In The Kurds, journalist and filmmaker McKiernan offers a gripping tale of travel among the Kurds of northern Iraq, Turkey, and, briefly, Iran. Based on trips taken over fifteen years, his anecdotes give depth and perspective to Kurdish society. He augments his narrative with historical background. In describing the origins of the Kurds, for example, he relays not only the local Kurdish explanation that they are descended from the Medean Empire (seventh century B.C.E.) but also the scholarly debate which pours cold water on that myth.
McKiernan's tale begins in Iran where he headed at the behest of a nongovernmental organization to assist Iraqi Kurdish refugees fleeing the 1991 uprising. He relates a midnight interrogation by the Iranian Revolutionary Guards while the hotel manager, "a Kurd in a police state," looked on, "a look of embarrassment on his face." Over the next chapters and years, McKiernan shuttles between Iraq and Turkey where he meets local Kurds, as well as officials and others. Importantly, he traces the evolution of the Kurdish issue in Washington, recalling how in 1992 Kurdish officials such as Patriotic Union of Kurdistan (PUK) leader Jalal Talabani—Iraq's current president—had difficulty getting meetings at the State Department.
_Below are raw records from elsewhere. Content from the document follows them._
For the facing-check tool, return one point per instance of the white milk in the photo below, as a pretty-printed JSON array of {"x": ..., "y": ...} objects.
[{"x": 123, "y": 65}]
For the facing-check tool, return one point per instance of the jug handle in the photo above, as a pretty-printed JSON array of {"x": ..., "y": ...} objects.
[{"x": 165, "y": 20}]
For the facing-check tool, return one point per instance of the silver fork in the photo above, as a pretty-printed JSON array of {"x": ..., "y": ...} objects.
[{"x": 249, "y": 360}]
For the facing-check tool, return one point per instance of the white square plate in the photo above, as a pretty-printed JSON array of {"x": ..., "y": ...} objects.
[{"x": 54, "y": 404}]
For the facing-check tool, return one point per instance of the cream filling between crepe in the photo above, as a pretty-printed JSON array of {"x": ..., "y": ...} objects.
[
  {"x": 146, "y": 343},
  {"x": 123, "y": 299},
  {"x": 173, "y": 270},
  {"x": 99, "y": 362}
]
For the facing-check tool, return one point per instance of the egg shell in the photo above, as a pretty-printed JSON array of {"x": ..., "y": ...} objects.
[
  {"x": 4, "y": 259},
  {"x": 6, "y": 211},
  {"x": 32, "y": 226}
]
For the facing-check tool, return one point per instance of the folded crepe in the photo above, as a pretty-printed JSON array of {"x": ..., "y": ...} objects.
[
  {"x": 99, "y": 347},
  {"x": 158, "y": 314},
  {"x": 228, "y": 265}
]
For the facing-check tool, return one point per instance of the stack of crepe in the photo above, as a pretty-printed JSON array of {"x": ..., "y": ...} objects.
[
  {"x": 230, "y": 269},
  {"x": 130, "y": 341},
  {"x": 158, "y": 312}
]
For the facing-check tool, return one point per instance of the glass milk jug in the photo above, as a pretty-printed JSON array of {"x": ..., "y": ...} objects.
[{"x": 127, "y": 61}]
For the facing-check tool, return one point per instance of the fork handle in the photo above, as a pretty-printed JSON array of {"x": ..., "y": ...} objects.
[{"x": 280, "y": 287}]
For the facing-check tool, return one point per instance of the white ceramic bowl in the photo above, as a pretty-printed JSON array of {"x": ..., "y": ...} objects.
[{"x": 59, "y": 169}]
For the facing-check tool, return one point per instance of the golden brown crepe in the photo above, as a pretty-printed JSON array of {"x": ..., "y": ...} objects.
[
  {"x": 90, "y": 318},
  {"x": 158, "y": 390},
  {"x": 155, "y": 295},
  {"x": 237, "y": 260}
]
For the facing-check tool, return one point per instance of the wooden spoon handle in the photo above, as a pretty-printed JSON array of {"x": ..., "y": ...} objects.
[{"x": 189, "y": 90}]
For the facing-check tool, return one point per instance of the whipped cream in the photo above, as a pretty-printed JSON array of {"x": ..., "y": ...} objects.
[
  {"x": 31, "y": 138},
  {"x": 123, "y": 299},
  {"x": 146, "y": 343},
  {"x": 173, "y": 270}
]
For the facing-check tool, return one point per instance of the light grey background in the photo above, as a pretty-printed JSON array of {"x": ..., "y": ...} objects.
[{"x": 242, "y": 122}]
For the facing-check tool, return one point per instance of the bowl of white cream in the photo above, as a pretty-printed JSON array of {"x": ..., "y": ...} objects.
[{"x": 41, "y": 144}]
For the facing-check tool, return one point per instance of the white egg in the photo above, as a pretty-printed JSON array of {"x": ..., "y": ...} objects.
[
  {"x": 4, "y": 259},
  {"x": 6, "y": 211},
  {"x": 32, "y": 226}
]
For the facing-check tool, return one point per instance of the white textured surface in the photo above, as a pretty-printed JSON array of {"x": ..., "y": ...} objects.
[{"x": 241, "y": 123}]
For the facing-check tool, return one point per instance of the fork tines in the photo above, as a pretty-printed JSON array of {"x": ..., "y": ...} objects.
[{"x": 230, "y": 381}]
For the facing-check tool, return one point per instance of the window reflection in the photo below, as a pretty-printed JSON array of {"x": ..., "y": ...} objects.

It is easy to romanticize the Kurds—the perennial underdogs who have overcome great odds—and too many journalists do so. But McKiernan does not, nor does he whitewash Kurdish history in Iraq. He addresses the 1994-97 internecine civil war in which Talabani and his rival, Kurdistan Democratic Party (KDP) president Masoud Barzani, sent each other's supporters to mass graves. He also describes the KDP obsession with spying upon and controlling foreign press and visitors.
Such balance, however, does not extend to the Turkish Kurds. McKiernan's account oozes with antipathy toward Turkey. He wrongly calls Kurds "second class citizens" in Turkey, ignoring that presidents, foreign ministers, and scores of parliamentarians have been Kurdish. Lack of education and the urban-rural divide better explain the social differences in Turkey than ethnicity. Too often McKiernan uncritically accepts the Kurdistan Workers Party (PKK) narrative, though many Kurds consider it a terrorist group.
The second half of The Kurds discusses the 2003 Iraq war. McKiernan captures the atmosphere of anxiety that Saddam might again launch chemical weapons against the Iraqi Kurds. His provides a gripping account of the assassination attempt on PUK prime minister Barham Salih. He describes how Iraqi Kurds would sell stories about weapons of mass destruction to U.S. reporters willing to pay for them. This raises an important but unaddressed question: How much of what entered U.S. news accounts originated with Kurdish political parties?
McKiernan's writing is eloquent, but uneven analysis weakens his narrative. That U.S. government officials cite the open press in speeches should not lead to the conclusion that they derive their information from newspaper stories. Conspiracy theories lace his account, such as the silly idea that the Pentagon hid the death of U.S. servicemen during the 2003 war. While a frequent theme of Baathist propaganda, such cover-ups are impossible given soldiers' parents, wives, and children, as well as the U.S. government's pension system. It is unclear how representative McKiernan's encounters are, or whether he reinterprets or revises observations in order to appear more astute. He appears to exaggerate Kurdish-Shi‘i distrust. Analogies to American Indians and false predictions of civil war cheapen what is ultimately a good read but an uneven account of an important time and region.